According to Coronation’s Year in Review and 2026 Outlook on Nigeria, only three Pension Fund Administrators, Stanbic IBTC Pension, Access ARM Pensions, and Leadway Pensure, were capitalised significantly above the N20bn benchmark, underscoring the scale of the funding gap across the sector.

PenCom raised the minimum capital for PFAs and Pension Fund Custodians to N20bn and N25bn, respectively, in September’s Pension Revolution 2.0. PFAs are now divided into three categories. Category A includes PFAs with over N500bn in AUM and requires N20bn plus one per cent of AUM above N500bn.

Category B covers PFAs with less than N500bn in AUM, requiring a N20bn minimum capital.
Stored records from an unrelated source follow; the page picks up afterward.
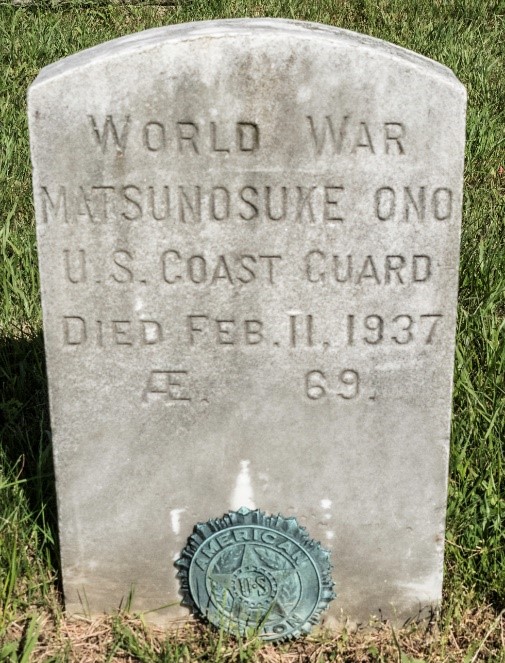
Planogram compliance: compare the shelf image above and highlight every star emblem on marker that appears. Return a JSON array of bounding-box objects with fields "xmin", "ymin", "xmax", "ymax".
[{"xmin": 175, "ymin": 507, "xmax": 335, "ymax": 641}]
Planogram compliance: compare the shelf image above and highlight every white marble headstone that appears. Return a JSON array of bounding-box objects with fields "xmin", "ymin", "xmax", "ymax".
[{"xmin": 29, "ymin": 19, "xmax": 466, "ymax": 623}]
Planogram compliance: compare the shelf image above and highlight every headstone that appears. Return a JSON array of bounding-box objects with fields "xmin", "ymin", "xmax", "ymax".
[{"xmin": 29, "ymin": 19, "xmax": 465, "ymax": 624}]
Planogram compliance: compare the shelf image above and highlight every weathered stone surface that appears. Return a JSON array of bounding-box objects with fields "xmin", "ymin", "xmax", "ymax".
[{"xmin": 29, "ymin": 20, "xmax": 465, "ymax": 622}]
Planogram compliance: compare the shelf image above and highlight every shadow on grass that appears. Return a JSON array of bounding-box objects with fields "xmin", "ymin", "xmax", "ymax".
[{"xmin": 0, "ymin": 332, "xmax": 61, "ymax": 589}]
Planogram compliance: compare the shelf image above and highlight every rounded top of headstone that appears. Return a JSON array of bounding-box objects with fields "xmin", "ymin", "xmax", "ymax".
[
  {"xmin": 175, "ymin": 507, "xmax": 335, "ymax": 641},
  {"xmin": 32, "ymin": 18, "xmax": 466, "ymax": 94}
]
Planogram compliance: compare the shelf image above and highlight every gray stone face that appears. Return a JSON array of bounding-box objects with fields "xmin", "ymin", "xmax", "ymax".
[{"xmin": 29, "ymin": 19, "xmax": 465, "ymax": 624}]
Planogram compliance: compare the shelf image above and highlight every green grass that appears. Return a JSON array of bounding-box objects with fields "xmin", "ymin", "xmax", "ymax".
[{"xmin": 0, "ymin": 0, "xmax": 505, "ymax": 662}]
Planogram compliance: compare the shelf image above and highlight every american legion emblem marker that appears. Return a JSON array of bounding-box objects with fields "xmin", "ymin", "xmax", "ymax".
[{"xmin": 175, "ymin": 507, "xmax": 335, "ymax": 641}]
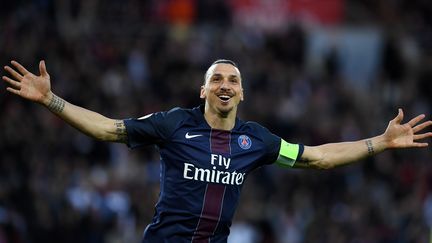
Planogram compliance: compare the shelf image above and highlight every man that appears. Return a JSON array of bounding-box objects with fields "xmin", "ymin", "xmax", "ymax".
[{"xmin": 3, "ymin": 60, "xmax": 432, "ymax": 242}]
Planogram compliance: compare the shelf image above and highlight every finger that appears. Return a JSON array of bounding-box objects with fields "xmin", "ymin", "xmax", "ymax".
[
  {"xmin": 11, "ymin": 61, "xmax": 29, "ymax": 75},
  {"xmin": 413, "ymin": 132, "xmax": 432, "ymax": 140},
  {"xmin": 408, "ymin": 114, "xmax": 425, "ymax": 127},
  {"xmin": 393, "ymin": 108, "xmax": 403, "ymax": 124},
  {"xmin": 39, "ymin": 60, "xmax": 49, "ymax": 77},
  {"xmin": 413, "ymin": 121, "xmax": 432, "ymax": 133},
  {"xmin": 6, "ymin": 87, "xmax": 20, "ymax": 95},
  {"xmin": 2, "ymin": 76, "xmax": 21, "ymax": 89},
  {"xmin": 4, "ymin": 66, "xmax": 23, "ymax": 80}
]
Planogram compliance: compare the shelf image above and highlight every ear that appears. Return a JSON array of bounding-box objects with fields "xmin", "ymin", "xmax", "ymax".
[{"xmin": 200, "ymin": 85, "xmax": 206, "ymax": 99}]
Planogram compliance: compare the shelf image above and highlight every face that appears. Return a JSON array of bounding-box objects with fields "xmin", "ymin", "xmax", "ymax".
[{"xmin": 200, "ymin": 63, "xmax": 243, "ymax": 117}]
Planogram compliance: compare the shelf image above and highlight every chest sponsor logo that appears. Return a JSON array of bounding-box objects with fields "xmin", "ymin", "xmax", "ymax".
[
  {"xmin": 183, "ymin": 154, "xmax": 246, "ymax": 185},
  {"xmin": 237, "ymin": 135, "xmax": 252, "ymax": 149},
  {"xmin": 185, "ymin": 132, "xmax": 202, "ymax": 139}
]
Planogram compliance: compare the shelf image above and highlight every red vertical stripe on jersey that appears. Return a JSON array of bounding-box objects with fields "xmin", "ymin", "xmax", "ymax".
[{"xmin": 192, "ymin": 130, "xmax": 231, "ymax": 243}]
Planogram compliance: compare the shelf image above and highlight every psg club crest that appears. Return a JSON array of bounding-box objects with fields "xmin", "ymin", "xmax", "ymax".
[{"xmin": 237, "ymin": 135, "xmax": 252, "ymax": 149}]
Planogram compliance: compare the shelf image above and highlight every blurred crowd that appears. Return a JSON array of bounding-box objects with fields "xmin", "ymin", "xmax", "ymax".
[{"xmin": 0, "ymin": 0, "xmax": 432, "ymax": 243}]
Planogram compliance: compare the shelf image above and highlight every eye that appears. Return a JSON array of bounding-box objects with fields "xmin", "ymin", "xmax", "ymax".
[{"xmin": 211, "ymin": 76, "xmax": 222, "ymax": 82}]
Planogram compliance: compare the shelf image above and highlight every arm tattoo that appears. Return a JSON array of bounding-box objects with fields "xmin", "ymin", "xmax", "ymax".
[
  {"xmin": 114, "ymin": 120, "xmax": 127, "ymax": 143},
  {"xmin": 365, "ymin": 139, "xmax": 375, "ymax": 155},
  {"xmin": 48, "ymin": 95, "xmax": 66, "ymax": 113}
]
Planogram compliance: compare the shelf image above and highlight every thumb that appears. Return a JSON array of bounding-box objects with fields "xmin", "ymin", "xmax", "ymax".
[
  {"xmin": 393, "ymin": 108, "xmax": 403, "ymax": 124},
  {"xmin": 39, "ymin": 60, "xmax": 49, "ymax": 78}
]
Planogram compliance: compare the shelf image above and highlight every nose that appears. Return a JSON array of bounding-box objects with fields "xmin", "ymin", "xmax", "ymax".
[{"xmin": 220, "ymin": 78, "xmax": 231, "ymax": 91}]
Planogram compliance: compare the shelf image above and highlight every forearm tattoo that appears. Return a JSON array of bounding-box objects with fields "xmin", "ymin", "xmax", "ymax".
[
  {"xmin": 366, "ymin": 139, "xmax": 375, "ymax": 155},
  {"xmin": 114, "ymin": 120, "xmax": 127, "ymax": 142},
  {"xmin": 48, "ymin": 95, "xmax": 66, "ymax": 113}
]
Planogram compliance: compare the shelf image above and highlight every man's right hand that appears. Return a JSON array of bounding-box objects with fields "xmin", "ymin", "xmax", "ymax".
[{"xmin": 2, "ymin": 61, "xmax": 53, "ymax": 105}]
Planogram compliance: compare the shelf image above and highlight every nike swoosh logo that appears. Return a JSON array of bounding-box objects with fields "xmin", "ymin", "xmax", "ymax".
[{"xmin": 185, "ymin": 132, "xmax": 202, "ymax": 139}]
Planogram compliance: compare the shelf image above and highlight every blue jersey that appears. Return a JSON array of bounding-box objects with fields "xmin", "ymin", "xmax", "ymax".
[{"xmin": 124, "ymin": 106, "xmax": 303, "ymax": 242}]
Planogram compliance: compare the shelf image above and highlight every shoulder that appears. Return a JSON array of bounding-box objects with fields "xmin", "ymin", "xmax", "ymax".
[
  {"xmin": 241, "ymin": 121, "xmax": 269, "ymax": 133},
  {"xmin": 143, "ymin": 107, "xmax": 192, "ymax": 123}
]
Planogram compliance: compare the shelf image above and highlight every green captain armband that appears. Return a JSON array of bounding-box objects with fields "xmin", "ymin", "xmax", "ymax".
[{"xmin": 276, "ymin": 139, "xmax": 300, "ymax": 167}]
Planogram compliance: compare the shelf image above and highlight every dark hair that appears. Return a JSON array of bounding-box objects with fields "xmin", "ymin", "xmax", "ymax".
[
  {"xmin": 204, "ymin": 59, "xmax": 238, "ymax": 84},
  {"xmin": 210, "ymin": 59, "xmax": 238, "ymax": 68}
]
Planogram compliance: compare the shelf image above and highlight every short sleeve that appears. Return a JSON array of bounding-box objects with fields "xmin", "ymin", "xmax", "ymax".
[
  {"xmin": 124, "ymin": 108, "xmax": 181, "ymax": 148},
  {"xmin": 276, "ymin": 139, "xmax": 304, "ymax": 167},
  {"xmin": 260, "ymin": 122, "xmax": 304, "ymax": 167}
]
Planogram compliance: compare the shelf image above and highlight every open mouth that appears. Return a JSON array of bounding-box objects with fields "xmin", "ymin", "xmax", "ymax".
[{"xmin": 218, "ymin": 95, "xmax": 231, "ymax": 102}]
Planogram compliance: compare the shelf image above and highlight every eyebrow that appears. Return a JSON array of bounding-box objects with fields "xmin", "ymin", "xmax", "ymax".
[{"xmin": 210, "ymin": 73, "xmax": 239, "ymax": 78}]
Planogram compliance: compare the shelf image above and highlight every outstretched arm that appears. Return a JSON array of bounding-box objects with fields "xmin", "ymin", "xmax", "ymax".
[
  {"xmin": 2, "ymin": 61, "xmax": 127, "ymax": 143},
  {"xmin": 295, "ymin": 109, "xmax": 432, "ymax": 169}
]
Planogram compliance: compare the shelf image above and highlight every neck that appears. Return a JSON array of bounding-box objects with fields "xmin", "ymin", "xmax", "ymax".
[{"xmin": 204, "ymin": 106, "xmax": 237, "ymax": 131}]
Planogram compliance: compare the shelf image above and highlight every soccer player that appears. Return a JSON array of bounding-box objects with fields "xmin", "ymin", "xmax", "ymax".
[{"xmin": 2, "ymin": 60, "xmax": 432, "ymax": 242}]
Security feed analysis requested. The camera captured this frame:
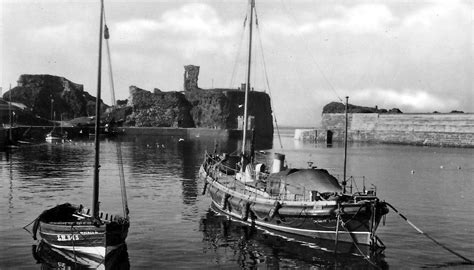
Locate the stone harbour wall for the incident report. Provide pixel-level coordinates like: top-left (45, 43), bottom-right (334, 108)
top-left (317, 113), bottom-right (474, 147)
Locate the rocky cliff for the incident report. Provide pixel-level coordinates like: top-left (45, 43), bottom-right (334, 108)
top-left (186, 89), bottom-right (273, 137)
top-left (125, 86), bottom-right (195, 128)
top-left (3, 74), bottom-right (107, 120)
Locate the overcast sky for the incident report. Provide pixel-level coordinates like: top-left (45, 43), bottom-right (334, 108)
top-left (0, 0), bottom-right (474, 126)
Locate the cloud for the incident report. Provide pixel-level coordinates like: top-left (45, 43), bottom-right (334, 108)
top-left (348, 88), bottom-right (459, 112)
top-left (110, 3), bottom-right (238, 59)
top-left (318, 4), bottom-right (397, 34)
top-left (28, 21), bottom-right (90, 48)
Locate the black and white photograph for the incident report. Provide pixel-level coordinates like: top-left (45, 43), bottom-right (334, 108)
top-left (0, 0), bottom-right (474, 270)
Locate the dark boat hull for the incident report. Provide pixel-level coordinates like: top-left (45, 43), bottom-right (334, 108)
top-left (200, 165), bottom-right (386, 247)
top-left (35, 204), bottom-right (129, 258)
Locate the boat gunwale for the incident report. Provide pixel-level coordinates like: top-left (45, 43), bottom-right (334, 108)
top-left (202, 168), bottom-right (376, 214)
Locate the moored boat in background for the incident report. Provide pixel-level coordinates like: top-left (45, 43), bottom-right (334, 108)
top-left (199, 0), bottom-right (388, 253)
top-left (33, 0), bottom-right (130, 259)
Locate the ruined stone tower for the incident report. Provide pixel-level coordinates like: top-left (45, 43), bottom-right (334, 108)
top-left (184, 65), bottom-right (199, 91)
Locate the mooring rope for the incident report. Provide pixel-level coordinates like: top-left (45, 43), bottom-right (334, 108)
top-left (386, 202), bottom-right (474, 264)
top-left (335, 221), bottom-right (382, 269)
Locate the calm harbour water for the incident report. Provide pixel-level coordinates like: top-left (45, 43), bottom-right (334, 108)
top-left (0, 132), bottom-right (474, 269)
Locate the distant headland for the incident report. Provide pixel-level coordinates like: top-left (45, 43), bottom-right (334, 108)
top-left (0, 65), bottom-right (273, 141)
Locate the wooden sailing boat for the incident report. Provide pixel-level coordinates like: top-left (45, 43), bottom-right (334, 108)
top-left (33, 0), bottom-right (130, 258)
top-left (199, 0), bottom-right (388, 253)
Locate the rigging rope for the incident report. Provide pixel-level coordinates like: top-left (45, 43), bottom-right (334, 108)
top-left (255, 9), bottom-right (283, 149)
top-left (229, 15), bottom-right (247, 88)
top-left (103, 7), bottom-right (129, 219)
top-left (281, 0), bottom-right (343, 102)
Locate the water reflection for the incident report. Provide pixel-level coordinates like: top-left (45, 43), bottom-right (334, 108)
top-left (32, 241), bottom-right (130, 270)
top-left (200, 210), bottom-right (388, 269)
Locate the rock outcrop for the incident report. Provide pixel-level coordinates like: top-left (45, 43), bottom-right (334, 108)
top-left (125, 86), bottom-right (195, 128)
top-left (3, 74), bottom-right (107, 120)
top-left (186, 89), bottom-right (273, 137)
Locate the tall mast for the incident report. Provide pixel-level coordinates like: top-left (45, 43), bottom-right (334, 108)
top-left (8, 84), bottom-right (13, 143)
top-left (92, 0), bottom-right (104, 220)
top-left (242, 0), bottom-right (255, 167)
top-left (342, 97), bottom-right (349, 193)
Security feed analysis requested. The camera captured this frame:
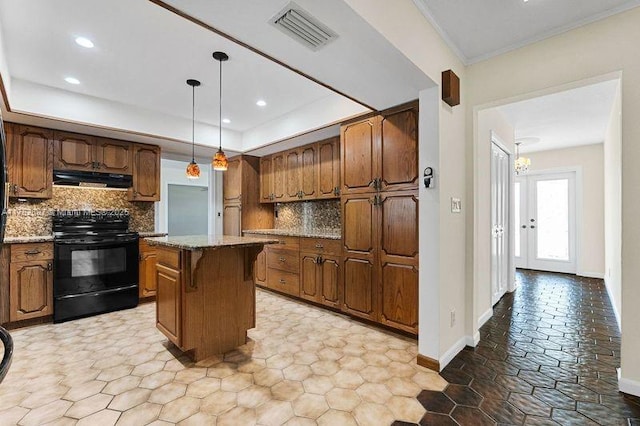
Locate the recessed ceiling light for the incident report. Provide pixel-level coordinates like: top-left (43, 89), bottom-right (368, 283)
top-left (76, 37), bottom-right (93, 49)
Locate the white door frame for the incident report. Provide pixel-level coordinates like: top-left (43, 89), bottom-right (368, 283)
top-left (488, 130), bottom-right (516, 307)
top-left (513, 166), bottom-right (584, 276)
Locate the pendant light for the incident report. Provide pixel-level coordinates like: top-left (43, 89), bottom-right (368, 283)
top-left (212, 52), bottom-right (229, 172)
top-left (187, 78), bottom-right (200, 179)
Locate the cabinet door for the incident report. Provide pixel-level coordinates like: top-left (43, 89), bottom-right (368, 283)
top-left (300, 253), bottom-right (320, 302)
top-left (317, 138), bottom-right (340, 198)
top-left (96, 138), bottom-right (133, 175)
top-left (54, 130), bottom-right (96, 171)
top-left (156, 264), bottom-right (182, 346)
top-left (340, 117), bottom-right (379, 194)
top-left (300, 144), bottom-right (318, 199)
top-left (284, 149), bottom-right (302, 201)
top-left (379, 108), bottom-right (419, 191)
top-left (139, 244), bottom-right (158, 297)
top-left (260, 155), bottom-right (273, 203)
top-left (7, 124), bottom-right (53, 198)
top-left (271, 152), bottom-right (285, 202)
top-left (342, 194), bottom-right (378, 321)
top-left (378, 191), bottom-right (418, 333)
top-left (318, 256), bottom-right (342, 307)
top-left (9, 260), bottom-right (53, 321)
top-left (128, 145), bottom-right (160, 201)
top-left (222, 157), bottom-right (242, 203)
top-left (253, 248), bottom-right (268, 285)
top-left (222, 204), bottom-right (242, 237)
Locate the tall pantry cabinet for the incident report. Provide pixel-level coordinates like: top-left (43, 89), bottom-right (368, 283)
top-left (340, 103), bottom-right (419, 333)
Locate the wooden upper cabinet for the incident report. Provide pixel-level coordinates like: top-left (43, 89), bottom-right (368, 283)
top-left (95, 138), bottom-right (133, 175)
top-left (53, 130), bottom-right (96, 171)
top-left (128, 144), bottom-right (160, 201)
top-left (378, 108), bottom-right (419, 191)
top-left (284, 149), bottom-right (302, 201)
top-left (340, 117), bottom-right (380, 194)
top-left (271, 152), bottom-right (285, 202)
top-left (260, 155), bottom-right (273, 203)
top-left (222, 157), bottom-right (242, 203)
top-left (316, 137), bottom-right (340, 198)
top-left (298, 144), bottom-right (318, 199)
top-left (6, 123), bottom-right (53, 198)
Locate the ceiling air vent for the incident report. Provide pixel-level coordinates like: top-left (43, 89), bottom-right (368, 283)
top-left (271, 2), bottom-right (338, 51)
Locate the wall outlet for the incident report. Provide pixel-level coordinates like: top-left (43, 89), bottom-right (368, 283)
top-left (451, 197), bottom-right (462, 213)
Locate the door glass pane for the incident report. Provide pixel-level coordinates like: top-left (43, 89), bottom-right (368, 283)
top-left (513, 182), bottom-right (521, 257)
top-left (536, 179), bottom-right (569, 260)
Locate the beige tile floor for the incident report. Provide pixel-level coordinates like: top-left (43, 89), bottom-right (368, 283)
top-left (0, 291), bottom-right (447, 426)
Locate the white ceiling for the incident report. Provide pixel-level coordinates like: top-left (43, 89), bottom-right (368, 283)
top-left (498, 79), bottom-right (619, 153)
top-left (413, 0), bottom-right (640, 63)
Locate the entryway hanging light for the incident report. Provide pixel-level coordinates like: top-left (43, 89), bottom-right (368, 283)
top-left (187, 78), bottom-right (200, 179)
top-left (211, 52), bottom-right (229, 172)
top-left (514, 141), bottom-right (531, 175)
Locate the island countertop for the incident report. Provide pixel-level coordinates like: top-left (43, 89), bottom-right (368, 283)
top-left (145, 235), bottom-right (278, 250)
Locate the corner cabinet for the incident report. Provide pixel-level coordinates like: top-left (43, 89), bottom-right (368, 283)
top-left (128, 144), bottom-right (160, 201)
top-left (5, 123), bottom-right (53, 198)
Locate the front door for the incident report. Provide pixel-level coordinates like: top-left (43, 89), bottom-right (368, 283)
top-left (515, 172), bottom-right (576, 274)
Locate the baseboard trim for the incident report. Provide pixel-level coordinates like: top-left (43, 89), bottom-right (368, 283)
top-left (604, 278), bottom-right (622, 333)
top-left (440, 336), bottom-right (464, 371)
top-left (478, 308), bottom-right (493, 328)
top-left (416, 354), bottom-right (440, 372)
top-left (618, 369), bottom-right (640, 396)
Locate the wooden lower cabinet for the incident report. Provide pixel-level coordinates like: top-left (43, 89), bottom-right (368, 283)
top-left (138, 240), bottom-right (157, 298)
top-left (9, 243), bottom-right (53, 322)
top-left (156, 264), bottom-right (182, 346)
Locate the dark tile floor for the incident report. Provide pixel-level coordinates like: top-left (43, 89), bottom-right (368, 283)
top-left (402, 270), bottom-right (640, 425)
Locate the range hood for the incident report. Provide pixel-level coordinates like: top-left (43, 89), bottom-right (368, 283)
top-left (53, 170), bottom-right (133, 188)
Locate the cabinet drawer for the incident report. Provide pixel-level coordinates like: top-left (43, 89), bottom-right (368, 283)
top-left (270, 235), bottom-right (300, 250)
top-left (267, 249), bottom-right (300, 274)
top-left (11, 243), bottom-right (53, 262)
top-left (267, 268), bottom-right (300, 296)
top-left (158, 246), bottom-right (182, 270)
top-left (300, 238), bottom-right (342, 255)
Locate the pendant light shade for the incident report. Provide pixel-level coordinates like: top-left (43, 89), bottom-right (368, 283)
top-left (211, 52), bottom-right (229, 172)
top-left (187, 79), bottom-right (200, 179)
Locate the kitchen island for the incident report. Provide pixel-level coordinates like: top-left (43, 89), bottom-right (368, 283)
top-left (145, 235), bottom-right (278, 361)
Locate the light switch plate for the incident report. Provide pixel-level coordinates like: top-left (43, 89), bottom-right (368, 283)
top-left (451, 197), bottom-right (462, 213)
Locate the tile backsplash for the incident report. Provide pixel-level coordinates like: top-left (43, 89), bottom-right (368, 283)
top-left (275, 200), bottom-right (341, 230)
top-left (6, 186), bottom-right (155, 237)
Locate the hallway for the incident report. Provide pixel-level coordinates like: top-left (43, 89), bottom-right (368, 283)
top-left (418, 270), bottom-right (640, 425)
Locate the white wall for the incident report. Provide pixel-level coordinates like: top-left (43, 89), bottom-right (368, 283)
top-left (466, 8), bottom-right (640, 395)
top-left (345, 0), bottom-right (471, 368)
top-left (156, 158), bottom-right (214, 233)
top-left (604, 86), bottom-right (622, 328)
top-left (467, 108), bottom-right (515, 332)
top-left (526, 143), bottom-right (605, 278)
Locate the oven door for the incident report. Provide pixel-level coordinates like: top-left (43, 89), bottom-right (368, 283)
top-left (53, 234), bottom-right (138, 297)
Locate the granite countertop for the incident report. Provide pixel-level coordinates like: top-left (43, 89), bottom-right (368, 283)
top-left (138, 232), bottom-right (167, 238)
top-left (242, 229), bottom-right (342, 240)
top-left (3, 235), bottom-right (53, 244)
top-left (145, 235), bottom-right (278, 250)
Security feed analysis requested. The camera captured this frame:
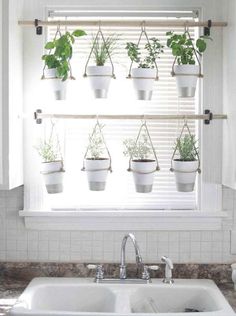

Category C includes special-purpose PFAs. NPF Pensions Limited must hold a minimum of N30bn, and Nigerian University Pension Management Company Limited needs N20bn.

The deadline for compliance at the issuance of the circular was December 2026; however, last month, the PenCom Director-General, Ms Omolola Oloworaran, at the 2025 PenCom Media Conference, announced that every operator must be compliant by June 2027, giving operators an extra six months to get their capital in place.

To meet these requirements, PFAs are expected to employ a mix of strategies: retained earnings (profits over the next 15 months will add to the capital), injection of funds by existing shareholders, rights issues or private placements to new investors, and mergers & acquisitions.

Breaking down the impact of the recapitalisation, the analysts at Coronation said, “The immediate impact of the new capital requirement is that virtually all PFAs must raise additional equity over the next 15 months. Out of Nigeria’s 18 PFAs, only three had capital well above N20bn prior to this policy announcement (Stanbic IBTC Pension, Access ARM Pensions and Leadway Pensure). Industry data analysis indicates that PFAs collectively need about N276.8bn in new capital to meet the requirements by the 2026 deadline.”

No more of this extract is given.